What is Bankruptcy?
Bankruptcy can be used to get debt relief. Bankruptcy is a long process that allows consumers to consolidate their debts with a court trustee, pay as much as possible through bankruptcy proceedings, then discharge the rest. This will enable people to clear their debt and start a new financial future.
The process begins with the preparation of the bankruptcy petition. This can be done in any one of three ways:
- An attorney
- A bankruptcy petition preparer
- You personally
A bankruptcy petition preparer is someone that takes your information and prepares your petition. However, they do not offer legal advice and only ensure that your petition is filed according to court procedures. You are responsible for complying with the Bankruptcy Codes and Rules, and you could lose your case if you make mistakes.
A lawyer is your best chance of filing a successful bankruptcy case. Their knowledge of the court process will ensure that your petition is not dismissed, just like a bankruptcy petitioner. Their legal counsel is more valuable than that. An experienced bankruptcy attorney can help protect your assets and assert your rights to creditors. They can also help you get rid of debt in the fastest, most efficient way possible.
Are Bankruptcy and Reorganization Right for You?
Consumers can use bankruptcy to avoid financial ruin. Although bankruptcy is an option for almost anyone, it can have long-lasting repercussions. You can keep a bankruptcy record for many years, so it is not something you should take lightly.
Individuals have two options for bankruptcy: Chapter 7 bankruptcy or Chapter 13 bankruptcy. Chapter 7 bankruptcy will discharge most of your debts. However, you might be required to sell some assets to repay your creditors. Chapter 13 bankruptcy is a wage-based repayment plan consolidating all of your debt into one monthly payment.

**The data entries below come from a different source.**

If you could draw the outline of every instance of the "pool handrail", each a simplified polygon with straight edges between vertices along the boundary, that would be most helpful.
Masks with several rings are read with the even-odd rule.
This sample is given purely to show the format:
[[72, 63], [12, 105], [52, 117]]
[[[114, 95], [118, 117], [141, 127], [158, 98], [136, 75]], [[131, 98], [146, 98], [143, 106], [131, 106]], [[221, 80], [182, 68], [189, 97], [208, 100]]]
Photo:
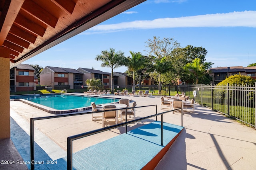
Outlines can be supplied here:
[[[126, 133], [127, 133], [127, 125], [131, 123], [132, 123], [135, 122], [136, 121], [138, 121], [140, 120], [144, 120], [144, 119], [148, 119], [148, 118], [150, 118], [150, 117], [153, 117], [156, 116], [156, 121], [157, 121], [157, 116], [158, 115], [162, 115], [161, 116], [162, 116], [162, 114], [166, 113], [168, 113], [170, 111], [175, 111], [176, 110], [178, 110], [179, 109], [174, 109], [174, 110], [170, 110], [170, 111], [168, 111], [164, 112], [162, 112], [161, 113], [157, 113], [157, 105], [155, 104], [155, 105], [148, 105], [148, 106], [138, 106], [138, 107], [126, 107], [125, 108], [126, 109], [126, 121], [127, 121], [127, 109], [131, 109], [132, 108], [140, 108], [140, 107], [150, 107], [150, 106], [156, 106], [156, 114], [155, 115], [152, 115], [151, 116], [149, 116], [146, 117], [142, 117], [140, 118], [139, 118], [138, 119], [136, 119], [135, 120], [132, 120], [130, 121], [129, 121], [128, 122], [124, 122], [122, 123], [120, 123], [120, 124], [118, 124], [117, 125], [115, 125], [114, 126], [111, 126], [110, 127], [104, 127], [104, 128], [102, 128], [102, 129], [98, 129], [98, 130], [100, 130], [100, 129], [105, 129], [105, 130], [104, 130], [104, 131], [106, 131], [107, 130], [109, 130], [108, 129], [109, 129], [109, 130], [110, 130], [110, 128], [111, 128], [111, 129], [114, 129], [116, 127], [119, 127], [120, 126], [123, 126], [124, 125], [126, 125]], [[114, 111], [114, 110], [116, 110], [116, 111], [117, 111], [117, 110], [123, 110], [124, 109], [124, 108], [121, 108], [121, 109], [111, 109], [111, 110], [108, 110], [108, 111]], [[183, 124], [183, 123], [182, 123], [182, 115], [183, 115], [183, 113], [182, 113], [182, 118], [181, 118], [181, 126], [182, 126], [182, 124]], [[33, 118], [30, 118], [30, 162], [32, 162], [32, 161], [34, 161], [34, 122], [36, 120], [43, 120], [43, 119], [53, 119], [53, 118], [58, 118], [58, 117], [68, 117], [68, 116], [75, 116], [75, 115], [85, 115], [85, 114], [92, 114], [92, 113], [101, 113], [102, 112], [102, 111], [90, 111], [90, 112], [82, 112], [82, 113], [72, 113], [72, 114], [70, 114], [70, 113], [68, 113], [68, 114], [62, 114], [61, 115], [54, 115], [54, 116], [47, 116], [47, 117], [33, 117]], [[146, 118], [145, 118], [146, 117]], [[145, 118], [145, 119], [144, 119], [144, 118]], [[161, 117], [162, 118], [162, 117]], [[127, 123], [128, 122], [128, 123]], [[112, 128], [112, 127], [113, 127]], [[76, 135], [74, 135], [76, 136]], [[69, 137], [68, 137], [68, 139]], [[67, 152], [68, 152], [68, 150], [67, 151]], [[35, 167], [34, 167], [34, 164], [31, 164], [31, 167], [30, 168], [32, 170], [33, 170], [34, 169]]]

Your debt will be largely unsecured if you earn less than the average wage in Massachusetts. If you have a qualifying exemption for your car, home, and credit cards, as well as medical bills and personal loans, then you may be a good candidate for Chapter 7. You’d probably walk out of bankruptcy with only unsecured debt and exemptions.
Can Bankruptcy Help With Tax Debt?
It all depends on what tax debt you have. Only tax debt can be discharged under Chapter 7 bankruptcy if it is income taxes and you have not committed fraud.

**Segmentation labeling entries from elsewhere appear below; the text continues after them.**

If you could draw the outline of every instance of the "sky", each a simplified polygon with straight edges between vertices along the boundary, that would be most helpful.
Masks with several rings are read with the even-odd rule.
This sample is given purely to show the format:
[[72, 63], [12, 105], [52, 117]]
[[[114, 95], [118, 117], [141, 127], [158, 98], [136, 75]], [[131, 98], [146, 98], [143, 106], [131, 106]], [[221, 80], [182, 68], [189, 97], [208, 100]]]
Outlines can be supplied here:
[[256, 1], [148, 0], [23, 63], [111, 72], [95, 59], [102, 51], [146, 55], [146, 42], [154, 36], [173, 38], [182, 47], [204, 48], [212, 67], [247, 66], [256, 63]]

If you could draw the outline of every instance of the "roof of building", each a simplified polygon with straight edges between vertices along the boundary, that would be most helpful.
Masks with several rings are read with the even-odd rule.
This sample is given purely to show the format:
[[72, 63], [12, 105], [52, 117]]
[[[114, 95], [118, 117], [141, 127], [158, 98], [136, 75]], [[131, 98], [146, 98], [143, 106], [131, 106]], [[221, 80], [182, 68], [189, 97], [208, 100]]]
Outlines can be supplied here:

Chapter 7 bankruptcy is unlikely to be of any assistance if your tax debt does not meet all requirements. You could be eligible to file for Chapter 13 bankruptcy to repay your tax debt over three to five-year periods. Although it won’t eliminate any obligation, this will allow you to make smaller payments.

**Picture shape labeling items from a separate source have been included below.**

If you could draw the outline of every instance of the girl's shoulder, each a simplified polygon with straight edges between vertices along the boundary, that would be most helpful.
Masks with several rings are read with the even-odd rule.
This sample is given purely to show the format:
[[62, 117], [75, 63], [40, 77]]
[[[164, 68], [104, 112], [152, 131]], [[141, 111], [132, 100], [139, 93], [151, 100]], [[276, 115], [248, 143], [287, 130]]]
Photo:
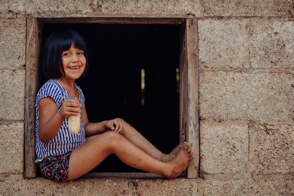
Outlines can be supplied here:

Indirectly, bankruptcy might be able to help with tax debt. If you owe back taxes or have a lot of unsecured debt, bankruptcy may help you get rid of your unsecured debt and allow you to pay back the taxes. If most of your debt is due in back taxes, bankruptcy might not be an option.
My Car was Repossessed. Bankruptcy Can Help?
Yes! Chapter 13 bankruptcy allows borrowers to consolidate all their debt under the supervision of a court-appointed trustee. The trustee takes one monthly payment from the borrower and distributes it among the borrower’s creditors and lenders.
Even after the car is repossessed, this applies to vehicle loan lenders. Keep in mind, however, that the lender can sell your vehicle after 20 days. You must declare bankruptcy within 20 days after losing your car to get it back.
Can student loan debt be forgiven in bankruptcy?
The short answer to your question is yes. Yes, although it is difficult and rare to do so. Many borrowers can file for Chapter 13 bankruptcy and organize their student debt, allowing them to receive relief from a lower loan payment. Although this isn’t a debt “forgiveness,” it can be used to provide relief from debt.
Chapter 7 bankruptcy is one thing, but debt discharge and debt discharge are another. Massachusetts law requires petitioners to prove that student loan debt would cause “undue hardship” to discharge it, and this is a demanding standard, often called the “Brunner test.”
Three requirements are required for the Brunner test:
- You can’t maintain a minimum living standard if you have to pay the loan.
- It is unlikely that your financial situation will change shortly
- You have made reasonable faith efforts to repay your loans
A recent case involved a 60-year-old borrower who failed the Brunner test despite receiving a $1,000 monthly payment and being in poor health. The court determined that she was too old, had a lot of debt, and was suffering from chronic illness to be able to discharge her debt.
She would have sold her home if it wasn’t for the skilled bankruptcy attorney who appealed on her behalf. Instead, she won her appeal and could wipe away her student debts, which saved her home.